AT on the edge of rue de Rivoli, adjoining the Louvre Museum, the place du Louvre enjoys an exceptional location and should be one of the must-see places in Paris. It would not have been created without the will of a king, Henri IV, who, anxious to consolidate his power and unify the kingdom after the wars of religion, wanted to convert the defensive enclosure of the Louvre into a palatial complex of ‘exception.
This king had understood the importance of opening the Louvre to the city and its inhabitants, in this district marked by the Saint-Barthélemy massacre (August 24, 1572). His son, Louis XIII, and his grandson, Louis XIV, will try to continue his “Grand Design”, preparing for the breakthrough of the compact urban fabric that still surrounded the Louvre. Twists and misses in history have followed one another in this place.
Before becoming one of the emblems of French classicism with the superb colonnade by Perrault, the eastern facade of the Louvre should have inherited a completely different style, that of the leader of Italian Baroque, Le Bernin. Winner of an international consultation launched by Colbert, Le Bernin arrived in Paris in 1665 to carry out this great project.
Today without unity
He was distracted by an order from Louis XIV who demanded a bust of his effigy, and ended up abandoning the Louvre project, giving Claude Perrault the opportunity to reaffirm the sober French line of antique inspiration that we know him today. today. It was a waste of time: the king himself ended up shunning the Louvre in favor of Versailles, where the magnificence of royal power would then be concentrated.
From then on, the ambition to create a real square around the colonnade came up against unsuccessful attempts. The objective desired by Napoleon Ier then Napoleon III to complete the “Grand Design” of the Louvre fails. Admittedly, the surroundings were definitively liberated and restructured thanks to the construction, by the architect Jacques Hittorff under Baron Haussmann, of the future town hall of 1er district, twin building of the Saint-Germain-l’Auxerrois church. But the square thus enlarged will never see any development project succeed.

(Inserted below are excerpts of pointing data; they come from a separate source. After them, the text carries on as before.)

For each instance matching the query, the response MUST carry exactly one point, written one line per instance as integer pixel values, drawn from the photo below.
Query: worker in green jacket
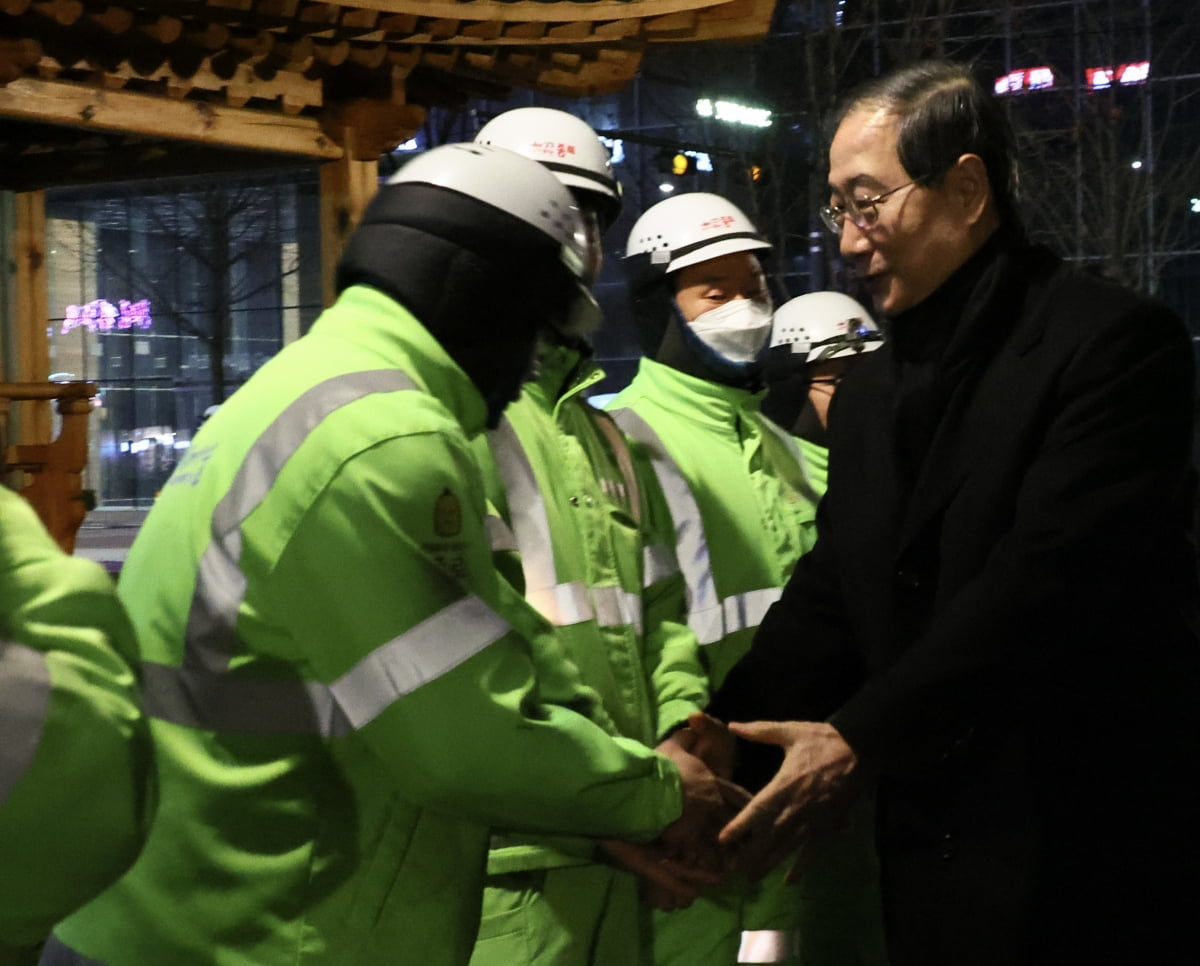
(563, 481)
(341, 689)
(739, 495)
(816, 342)
(75, 755)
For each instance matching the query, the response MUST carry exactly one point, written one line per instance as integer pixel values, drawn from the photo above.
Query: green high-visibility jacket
(73, 748)
(341, 689)
(594, 562)
(738, 492)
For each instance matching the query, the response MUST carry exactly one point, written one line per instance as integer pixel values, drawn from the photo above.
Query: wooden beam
(531, 11)
(346, 189)
(79, 106)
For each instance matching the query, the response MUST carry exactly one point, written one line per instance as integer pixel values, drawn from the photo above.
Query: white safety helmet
(687, 229)
(825, 325)
(522, 189)
(564, 144)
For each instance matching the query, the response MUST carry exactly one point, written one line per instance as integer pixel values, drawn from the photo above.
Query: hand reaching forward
(708, 803)
(814, 786)
(666, 885)
(709, 741)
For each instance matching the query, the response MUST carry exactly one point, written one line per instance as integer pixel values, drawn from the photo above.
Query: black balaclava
(666, 339)
(481, 281)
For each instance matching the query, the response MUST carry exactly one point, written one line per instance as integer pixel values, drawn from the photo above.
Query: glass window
(168, 294)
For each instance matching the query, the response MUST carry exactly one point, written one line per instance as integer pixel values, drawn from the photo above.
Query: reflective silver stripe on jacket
(499, 535)
(658, 563)
(211, 636)
(204, 694)
(768, 946)
(222, 701)
(562, 603)
(803, 485)
(709, 617)
(24, 703)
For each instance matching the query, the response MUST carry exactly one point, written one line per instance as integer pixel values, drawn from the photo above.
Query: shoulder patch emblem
(447, 515)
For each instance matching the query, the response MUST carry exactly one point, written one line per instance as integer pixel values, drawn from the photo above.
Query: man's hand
(814, 786)
(709, 741)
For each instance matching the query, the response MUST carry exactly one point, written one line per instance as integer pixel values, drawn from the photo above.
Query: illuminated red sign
(1027, 78)
(1102, 78)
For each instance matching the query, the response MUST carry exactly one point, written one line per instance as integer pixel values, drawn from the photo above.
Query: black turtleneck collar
(922, 334)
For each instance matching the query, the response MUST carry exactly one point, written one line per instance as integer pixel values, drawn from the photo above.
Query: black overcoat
(1008, 637)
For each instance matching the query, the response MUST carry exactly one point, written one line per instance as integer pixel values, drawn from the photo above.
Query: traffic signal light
(757, 175)
(675, 162)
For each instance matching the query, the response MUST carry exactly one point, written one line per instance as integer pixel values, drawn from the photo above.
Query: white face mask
(737, 331)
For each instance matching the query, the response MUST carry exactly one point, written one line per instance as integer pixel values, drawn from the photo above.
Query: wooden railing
(49, 474)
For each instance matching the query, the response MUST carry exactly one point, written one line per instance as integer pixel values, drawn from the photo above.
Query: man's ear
(969, 186)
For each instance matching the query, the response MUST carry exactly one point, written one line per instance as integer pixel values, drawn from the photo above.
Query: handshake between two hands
(724, 829)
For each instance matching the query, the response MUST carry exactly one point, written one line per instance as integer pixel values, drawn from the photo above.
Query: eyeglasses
(833, 381)
(862, 214)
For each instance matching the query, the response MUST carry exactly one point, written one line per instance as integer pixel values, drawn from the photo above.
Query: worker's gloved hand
(708, 803)
(666, 885)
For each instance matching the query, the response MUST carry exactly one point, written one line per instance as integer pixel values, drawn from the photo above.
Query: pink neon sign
(101, 316)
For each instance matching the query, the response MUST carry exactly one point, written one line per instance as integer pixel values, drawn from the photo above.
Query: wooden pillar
(346, 189)
(30, 315)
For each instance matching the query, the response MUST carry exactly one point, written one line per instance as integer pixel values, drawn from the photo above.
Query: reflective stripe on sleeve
(426, 652)
(562, 605)
(658, 563)
(211, 637)
(617, 607)
(499, 534)
(709, 617)
(768, 946)
(222, 701)
(24, 703)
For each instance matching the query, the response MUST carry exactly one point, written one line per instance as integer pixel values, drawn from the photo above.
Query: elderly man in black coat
(997, 627)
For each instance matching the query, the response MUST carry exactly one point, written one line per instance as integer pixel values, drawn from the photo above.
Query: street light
(733, 113)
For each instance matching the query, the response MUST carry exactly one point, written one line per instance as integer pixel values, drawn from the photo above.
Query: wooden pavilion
(89, 88)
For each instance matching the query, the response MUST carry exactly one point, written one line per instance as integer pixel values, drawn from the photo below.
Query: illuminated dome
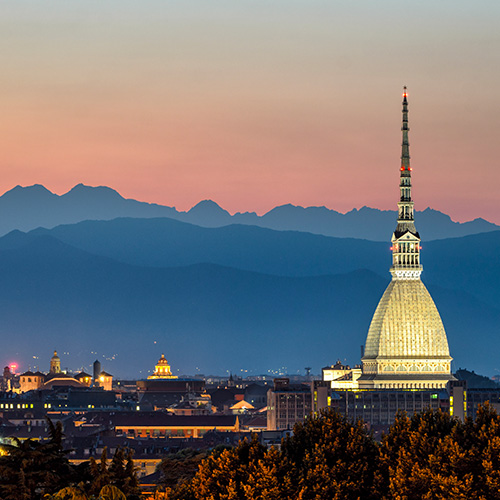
(406, 346)
(162, 369)
(406, 324)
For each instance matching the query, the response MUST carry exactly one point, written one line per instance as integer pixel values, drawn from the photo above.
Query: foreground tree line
(428, 456)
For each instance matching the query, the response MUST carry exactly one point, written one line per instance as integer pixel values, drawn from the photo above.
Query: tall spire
(405, 240)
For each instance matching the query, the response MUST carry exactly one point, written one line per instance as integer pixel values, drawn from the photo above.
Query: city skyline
(253, 105)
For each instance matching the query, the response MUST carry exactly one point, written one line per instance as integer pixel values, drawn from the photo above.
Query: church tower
(55, 363)
(406, 346)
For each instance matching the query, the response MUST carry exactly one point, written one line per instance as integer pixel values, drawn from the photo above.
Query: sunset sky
(254, 103)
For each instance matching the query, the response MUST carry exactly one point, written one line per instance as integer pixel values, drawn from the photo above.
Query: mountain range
(26, 208)
(227, 298)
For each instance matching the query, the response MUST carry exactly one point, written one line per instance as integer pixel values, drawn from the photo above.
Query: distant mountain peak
(82, 189)
(207, 207)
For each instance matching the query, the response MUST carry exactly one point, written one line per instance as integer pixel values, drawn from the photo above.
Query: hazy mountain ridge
(26, 208)
(53, 295)
(469, 264)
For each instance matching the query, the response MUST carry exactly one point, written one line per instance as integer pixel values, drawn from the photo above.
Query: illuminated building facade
(406, 346)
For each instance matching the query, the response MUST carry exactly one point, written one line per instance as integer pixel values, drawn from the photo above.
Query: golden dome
(406, 346)
(406, 323)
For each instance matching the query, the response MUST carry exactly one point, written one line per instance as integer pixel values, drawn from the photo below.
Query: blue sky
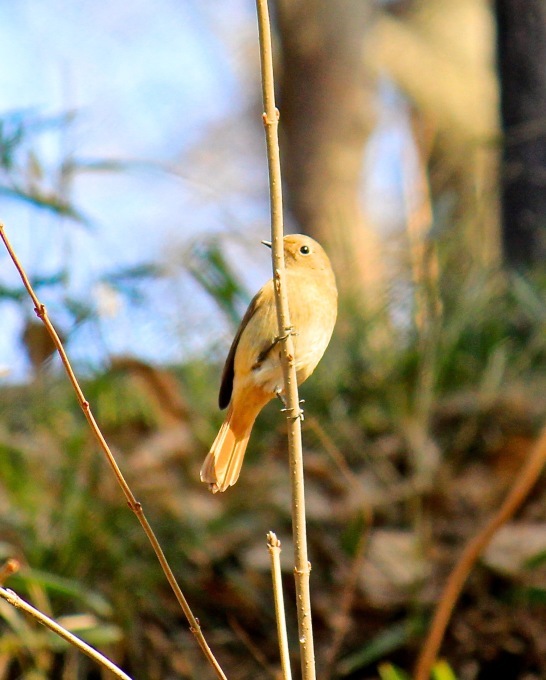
(155, 81)
(172, 83)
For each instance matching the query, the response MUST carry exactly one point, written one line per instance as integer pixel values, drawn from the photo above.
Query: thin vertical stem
(302, 567)
(135, 506)
(274, 547)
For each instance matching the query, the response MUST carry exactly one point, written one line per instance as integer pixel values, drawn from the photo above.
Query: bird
(252, 374)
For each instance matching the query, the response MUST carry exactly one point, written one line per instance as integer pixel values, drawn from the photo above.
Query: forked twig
(17, 602)
(135, 506)
(274, 547)
(302, 567)
(517, 494)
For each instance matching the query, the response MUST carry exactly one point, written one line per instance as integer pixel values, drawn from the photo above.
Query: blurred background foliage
(417, 420)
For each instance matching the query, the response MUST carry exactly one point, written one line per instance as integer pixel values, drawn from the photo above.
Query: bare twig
(302, 566)
(135, 506)
(274, 547)
(19, 603)
(517, 494)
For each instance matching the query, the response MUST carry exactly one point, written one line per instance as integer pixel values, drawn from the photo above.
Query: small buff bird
(252, 373)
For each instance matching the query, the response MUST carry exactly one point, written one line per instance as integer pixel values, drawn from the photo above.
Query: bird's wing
(226, 385)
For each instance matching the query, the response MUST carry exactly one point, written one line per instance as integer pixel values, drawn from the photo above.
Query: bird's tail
(223, 463)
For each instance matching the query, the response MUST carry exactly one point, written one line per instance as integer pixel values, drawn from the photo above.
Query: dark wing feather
(226, 385)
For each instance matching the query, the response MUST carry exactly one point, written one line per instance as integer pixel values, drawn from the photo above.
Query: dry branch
(302, 566)
(135, 506)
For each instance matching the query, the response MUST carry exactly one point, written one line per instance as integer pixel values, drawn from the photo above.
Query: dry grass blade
(135, 506)
(82, 646)
(274, 547)
(517, 494)
(302, 567)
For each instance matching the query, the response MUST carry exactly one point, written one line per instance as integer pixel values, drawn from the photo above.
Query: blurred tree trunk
(440, 53)
(326, 108)
(521, 42)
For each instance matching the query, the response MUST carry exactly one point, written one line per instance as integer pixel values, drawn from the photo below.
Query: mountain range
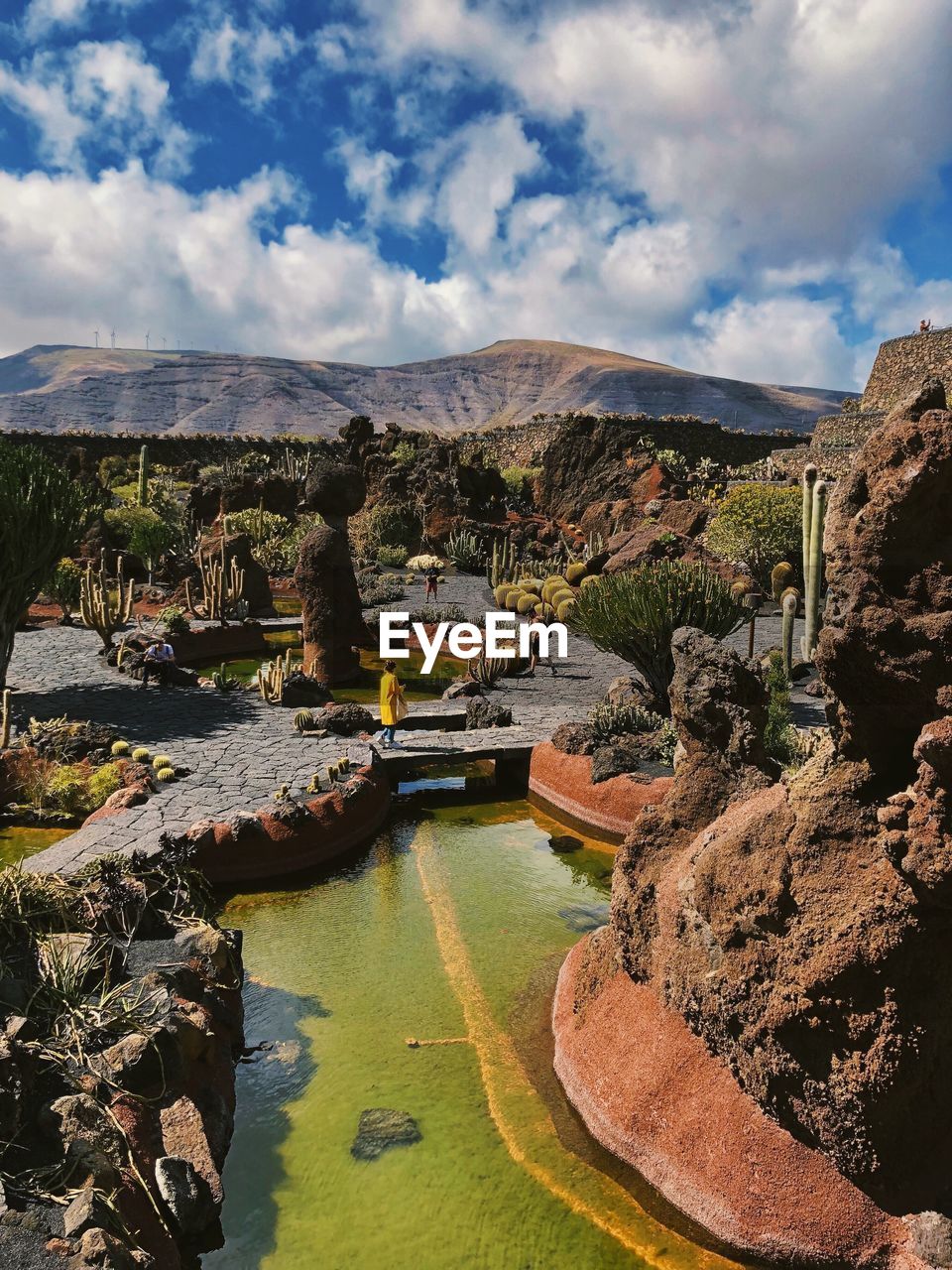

On the contrary, the digging of the ditches at the foot of the Colonnade, undertaken by Minister Malraux in the 1960s – a project once dreamed of by Mansart – failed to give the expected new impetus. Worse, the plan led to the disappearance of the gardens that bordered the eastern facade of the Museum. On the other side of the square, the construction of an underground car park, a few years later, then the installation of an elevator in 2015, completely disfigured this square by depriving it of all intelligibility.